Jo Christian
Sometimes, I stir from bed in the early morning hours,
heels of my bare feet stinging against
bone splintered floors, wood whittling my heels down
to smooth stone, frigid and on fire from the scum,
yellow street lights knocking through the blind’s ribs.
The moon is nothing more than a translucent film,
a monocle—a thin lens—ghastly and glowering,
behind the clouds. And looking down, half asleep,
at the wooden slabs, each plank a bloated beam
gleaming, I see my father’s face staring up at me.
Nose a knuckling of bone, jutting out;
Eyes two whirlpools notched in wood, raised,
yellow betwixt black. Mouthless. The longer I hold
the ghostly gaze, I make out his body, strands,
shadows, long and tied together like a rope.
His hands reach toward me in wisps of dust.
For a moment, I can feel them, two fronts of frost
laying into my own. My hands clenching my thighs
like vices, like a crow’s beak clamping down, flesh
curling out, bulging like fabric.
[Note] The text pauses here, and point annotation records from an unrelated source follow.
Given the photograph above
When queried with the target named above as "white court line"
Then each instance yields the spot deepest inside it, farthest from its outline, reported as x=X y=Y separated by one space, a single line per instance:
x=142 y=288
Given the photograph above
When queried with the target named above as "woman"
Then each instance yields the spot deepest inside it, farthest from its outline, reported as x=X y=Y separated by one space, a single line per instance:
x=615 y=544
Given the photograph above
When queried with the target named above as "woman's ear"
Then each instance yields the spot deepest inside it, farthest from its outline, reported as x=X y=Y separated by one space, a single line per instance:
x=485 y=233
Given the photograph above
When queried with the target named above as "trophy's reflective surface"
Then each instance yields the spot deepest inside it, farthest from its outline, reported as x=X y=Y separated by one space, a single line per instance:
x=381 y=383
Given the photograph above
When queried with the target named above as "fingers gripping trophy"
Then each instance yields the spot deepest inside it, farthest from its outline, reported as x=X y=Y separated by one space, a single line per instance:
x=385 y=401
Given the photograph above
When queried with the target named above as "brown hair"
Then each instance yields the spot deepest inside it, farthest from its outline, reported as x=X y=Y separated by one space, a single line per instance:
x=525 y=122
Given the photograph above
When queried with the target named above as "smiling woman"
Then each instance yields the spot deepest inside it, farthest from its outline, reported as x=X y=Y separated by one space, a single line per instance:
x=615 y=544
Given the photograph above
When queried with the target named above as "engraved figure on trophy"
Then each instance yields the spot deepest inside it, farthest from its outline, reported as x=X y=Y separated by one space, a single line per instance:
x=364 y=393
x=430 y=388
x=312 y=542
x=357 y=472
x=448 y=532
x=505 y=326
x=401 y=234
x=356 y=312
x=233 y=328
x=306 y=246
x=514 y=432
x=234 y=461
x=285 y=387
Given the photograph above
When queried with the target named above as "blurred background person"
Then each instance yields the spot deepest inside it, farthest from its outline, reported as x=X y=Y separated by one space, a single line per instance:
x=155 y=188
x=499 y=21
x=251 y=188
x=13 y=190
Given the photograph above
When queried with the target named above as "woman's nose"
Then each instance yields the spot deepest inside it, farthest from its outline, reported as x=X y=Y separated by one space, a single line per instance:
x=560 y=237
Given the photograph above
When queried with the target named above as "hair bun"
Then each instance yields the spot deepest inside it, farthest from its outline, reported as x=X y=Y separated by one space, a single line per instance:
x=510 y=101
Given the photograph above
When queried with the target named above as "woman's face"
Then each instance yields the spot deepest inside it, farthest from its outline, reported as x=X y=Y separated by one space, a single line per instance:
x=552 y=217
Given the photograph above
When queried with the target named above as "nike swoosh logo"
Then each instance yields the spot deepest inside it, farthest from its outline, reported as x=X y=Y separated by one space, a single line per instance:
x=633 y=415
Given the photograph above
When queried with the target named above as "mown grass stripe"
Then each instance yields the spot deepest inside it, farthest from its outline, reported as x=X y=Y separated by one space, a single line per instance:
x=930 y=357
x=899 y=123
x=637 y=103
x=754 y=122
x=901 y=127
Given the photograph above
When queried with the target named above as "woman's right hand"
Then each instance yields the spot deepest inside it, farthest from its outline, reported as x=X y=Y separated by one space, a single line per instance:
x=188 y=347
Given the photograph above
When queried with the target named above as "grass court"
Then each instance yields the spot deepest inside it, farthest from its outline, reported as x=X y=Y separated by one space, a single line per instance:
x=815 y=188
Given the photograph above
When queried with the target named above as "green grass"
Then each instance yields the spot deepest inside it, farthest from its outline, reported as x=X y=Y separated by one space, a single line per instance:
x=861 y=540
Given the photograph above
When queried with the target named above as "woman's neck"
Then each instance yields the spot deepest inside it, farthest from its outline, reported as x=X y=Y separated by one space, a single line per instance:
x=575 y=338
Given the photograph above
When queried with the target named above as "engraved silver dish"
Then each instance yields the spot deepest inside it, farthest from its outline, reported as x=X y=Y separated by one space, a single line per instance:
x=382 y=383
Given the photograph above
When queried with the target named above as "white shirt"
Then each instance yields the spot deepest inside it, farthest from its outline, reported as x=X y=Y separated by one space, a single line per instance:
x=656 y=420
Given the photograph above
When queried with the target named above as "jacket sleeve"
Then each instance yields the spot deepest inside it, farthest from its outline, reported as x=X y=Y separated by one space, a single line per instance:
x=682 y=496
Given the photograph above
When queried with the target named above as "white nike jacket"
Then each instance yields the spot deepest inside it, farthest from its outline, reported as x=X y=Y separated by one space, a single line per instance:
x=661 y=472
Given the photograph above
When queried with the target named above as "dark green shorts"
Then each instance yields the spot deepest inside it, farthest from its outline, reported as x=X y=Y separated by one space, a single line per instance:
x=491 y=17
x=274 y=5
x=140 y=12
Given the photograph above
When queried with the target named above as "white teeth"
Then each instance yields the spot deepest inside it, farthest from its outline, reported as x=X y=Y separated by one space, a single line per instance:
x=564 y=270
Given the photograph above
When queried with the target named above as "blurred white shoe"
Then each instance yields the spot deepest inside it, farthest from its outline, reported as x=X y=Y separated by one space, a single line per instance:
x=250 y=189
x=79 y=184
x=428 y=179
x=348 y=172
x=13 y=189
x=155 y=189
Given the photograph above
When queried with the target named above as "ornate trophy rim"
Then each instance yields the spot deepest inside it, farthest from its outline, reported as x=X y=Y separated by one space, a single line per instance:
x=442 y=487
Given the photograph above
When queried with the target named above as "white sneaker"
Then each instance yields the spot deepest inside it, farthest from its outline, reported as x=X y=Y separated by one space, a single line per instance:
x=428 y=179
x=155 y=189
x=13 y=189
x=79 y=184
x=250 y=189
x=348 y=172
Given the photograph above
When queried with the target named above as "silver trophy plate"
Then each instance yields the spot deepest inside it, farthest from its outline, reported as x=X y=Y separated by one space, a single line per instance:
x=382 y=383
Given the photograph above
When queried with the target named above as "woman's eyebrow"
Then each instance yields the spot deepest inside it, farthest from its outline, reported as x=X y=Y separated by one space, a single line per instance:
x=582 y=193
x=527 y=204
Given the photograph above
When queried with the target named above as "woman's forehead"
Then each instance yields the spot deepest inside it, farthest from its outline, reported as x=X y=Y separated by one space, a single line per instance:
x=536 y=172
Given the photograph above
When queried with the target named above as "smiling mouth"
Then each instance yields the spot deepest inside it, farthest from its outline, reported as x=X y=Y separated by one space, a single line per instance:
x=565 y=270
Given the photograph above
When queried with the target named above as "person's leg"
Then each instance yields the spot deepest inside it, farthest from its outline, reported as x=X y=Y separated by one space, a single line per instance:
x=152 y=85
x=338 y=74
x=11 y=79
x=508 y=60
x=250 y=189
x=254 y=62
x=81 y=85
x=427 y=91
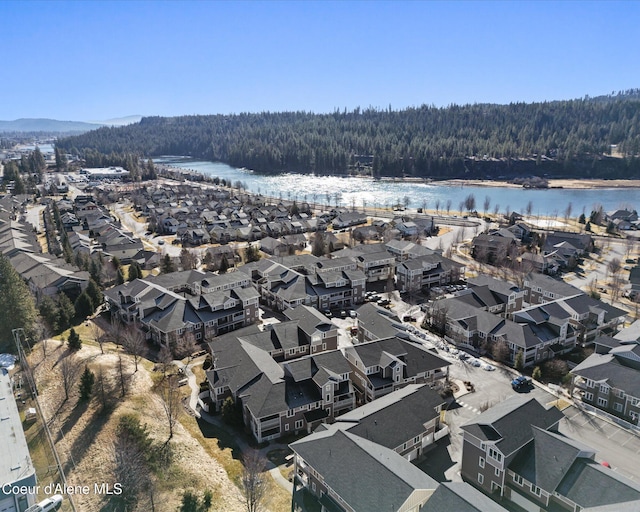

My hands are his.
Each flanges and fraying, fiber becoming the same,
each clumsy cartilage and skin, cracking dry and
splitting—
feeling familiar; I know their crooks and curves
their crimes etched into the palms like splinters,
like liver spots, like warts and splaying knuckles.
How many of us did they break and bleed,
our spirits like a hen, it’s neck twisted off?
Staring, I too wonder whether mine will wreck and
wilt,
will it cause the same wrongs? I try to shake the face’s gaze,
my father’s grip, try to choke down the stomach bile
with a tall glass of water, but like a child, I lay awake
and watch the shadows of pacing cars, the tree limbs
and flailing leaves, all dancing across the wood
as if it were a stage. I wonder where he lingers.
How far or close this past, this vile father keeps his vigil
or whether my milk pale skin
were but a sheet and he stitched to it.